他にどうしたら良いのか思い浮かびませんでしたので、その会話を文字起こしして、当事者に読んでもらいました。


「えっ?こんな会話してました?」

「これって、基礎的な教育ができていないということです。反省します。」

という反応が返って来ました。


思いがけず、会話の文字起こしが立派な「表準(おもてひょうじゅん)」になることを発見することが出来ました。


この後、上司のチェックポイントは、上司の頭の中にしまわれていることが注目されて、それを作図した時点でチェックしておくという前向きなカイゼンにつながっていったのです。


ここまで、私は社長の指令を一つ一つ解決していったのですが、振り返るとカイゼンを人に教えることができるまでに、多くの知識を頭に詰め込むことが出来ました。
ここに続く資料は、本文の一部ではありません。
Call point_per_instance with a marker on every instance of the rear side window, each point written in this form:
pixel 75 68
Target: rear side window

考えて考え抜いた記憶なので、忘れることがありません。


独自の改善手法を検討したことで、改善を色々な角度から見つめることが出来ました。


そして、トヨタの問題解決の素晴らしさにも、改めて気がつきました。


また、製造現場でも、設計の場でも抽象度を上げてものを見ることができれば、共通点がたくさん見えてくることも体験しました。


「お前に仕事を教えてやる」ということが、具体的には課題を与えるということだったということも理解しました。


課題を与えることだけでなく、私が課題を解決するまでじっくり見届けていただきました。


社長からの課題は、次から次へと降って来ました。


私はゲームをやりませんが、ゲームをやっている感覚と同じではないかと思います。


ゲームが終わった時には、「仕事のやり方をマスターできた自分」の存在に気づくことが出来ました。


気がつくと、現在の私のカイゼン支援のスタンスは、社長譲りの課題を与えるやり方になっています。